There are 49 bottle banks scattered across Reading Borough where glass can be recycled.
Despite pushes for kerbside glass recycling collections, a service that is operated by West Berkshire Council, such a service has not been introduced in Reading yet.
The council’s Labour administration has previously said it is waiting for secondary legislation attached to the Environment Act 2021 to be determined before it can deliver a kerbside collection service.
That means people continue to have to take their glass bottles and cooking jars to bottle banks for recycling.
But what should someone do when the bottle banks are full?
The answer is rather simple: you should take the glass to the nearest available bottle bank.

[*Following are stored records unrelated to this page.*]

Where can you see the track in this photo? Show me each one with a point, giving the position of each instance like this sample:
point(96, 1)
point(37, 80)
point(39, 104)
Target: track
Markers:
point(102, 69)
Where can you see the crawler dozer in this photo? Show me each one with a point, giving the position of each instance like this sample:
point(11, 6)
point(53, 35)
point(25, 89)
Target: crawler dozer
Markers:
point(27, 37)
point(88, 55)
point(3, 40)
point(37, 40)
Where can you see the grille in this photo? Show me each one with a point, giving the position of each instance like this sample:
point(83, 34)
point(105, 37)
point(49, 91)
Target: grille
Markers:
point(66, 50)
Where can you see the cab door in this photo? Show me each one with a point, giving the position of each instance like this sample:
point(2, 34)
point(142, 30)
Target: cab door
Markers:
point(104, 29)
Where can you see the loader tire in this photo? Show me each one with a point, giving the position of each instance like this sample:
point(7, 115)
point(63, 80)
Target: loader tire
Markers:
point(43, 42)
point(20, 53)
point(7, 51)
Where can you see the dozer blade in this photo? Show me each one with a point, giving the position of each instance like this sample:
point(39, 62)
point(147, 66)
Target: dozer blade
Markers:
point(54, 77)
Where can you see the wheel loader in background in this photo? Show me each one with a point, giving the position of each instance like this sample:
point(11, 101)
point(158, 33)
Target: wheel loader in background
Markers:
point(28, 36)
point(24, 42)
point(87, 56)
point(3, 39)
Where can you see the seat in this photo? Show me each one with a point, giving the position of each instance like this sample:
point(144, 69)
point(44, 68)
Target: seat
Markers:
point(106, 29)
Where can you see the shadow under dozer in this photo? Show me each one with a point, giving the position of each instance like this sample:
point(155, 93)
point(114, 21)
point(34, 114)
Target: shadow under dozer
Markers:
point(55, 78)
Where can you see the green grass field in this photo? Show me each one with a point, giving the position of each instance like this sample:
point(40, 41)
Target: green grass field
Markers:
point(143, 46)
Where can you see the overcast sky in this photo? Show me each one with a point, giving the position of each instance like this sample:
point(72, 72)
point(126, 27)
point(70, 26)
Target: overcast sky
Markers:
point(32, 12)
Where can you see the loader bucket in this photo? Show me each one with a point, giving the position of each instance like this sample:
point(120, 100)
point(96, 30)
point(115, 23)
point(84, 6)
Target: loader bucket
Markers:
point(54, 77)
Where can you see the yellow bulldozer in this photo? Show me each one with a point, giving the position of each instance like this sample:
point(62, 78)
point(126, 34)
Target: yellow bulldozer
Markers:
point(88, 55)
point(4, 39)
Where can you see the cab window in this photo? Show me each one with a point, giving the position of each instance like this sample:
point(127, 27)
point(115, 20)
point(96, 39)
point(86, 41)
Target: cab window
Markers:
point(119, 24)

A neighbour called Edd Street asked whether knowledge of the location of bottle banks could be improved by providing maps showing the nearest alternative bottle bank location.
His question was answered Karen Rowland (Labour, Abbey), the lead councillor for environmental services and community safety.
She said cases of overflowing bottle banks have declined since re3, the recycling company for Reading, Wokingham and Bracknell introduced mixed glass bank collections in November 2021.
Cllr Rowland explained: “We have observed a 90 per cent reduction in reported overflows, with 373 overflows reported between January and October 2021 (colour-separated glass collection), compared to
only 36 overflows reported between January and October 2022 (mixed glass
“Specifically for Reading Borough, there have been only seven reports of
overflows so far this year, and the majority of these incidents are typically related to the seasonal increase in tonnages that usually occur after Christmas in January.”
Locations of bottle banks can be found digitally on the council website, the re3 website and app, and the Recycle Now – Recycling Locator search.
Additionally, QR code stickers that lead directly to information on glass recycling (including advice in multiple languages and a map) have been placed on the glass banks.
Mr Street’s suggestion of a physical map of locations and their provision at bottle banks has been considered by the council.
Cllr Rowland said: “The current signs use large font to be clearly visible but where it is considered necessary, a map could be included, however the text size would need to be reduced and the map would be relatively small scale.”
Overflowing bins should be reported to the council using the Love Clean
Reading app, after which the council’s recycling team will liaise with re3 about additional glass collections or bringing the next scheduled collection forward.
People can also use the re3cyclopedia app, where you can find the nearest bottle banks pinpointed on a map.
The question and answers were meant to be given in person at the last meeting of the council’s housing, neighbourhoods and leisure committee, but Mr Street was unable to attend, therefore cllr Rowland’s responses were written.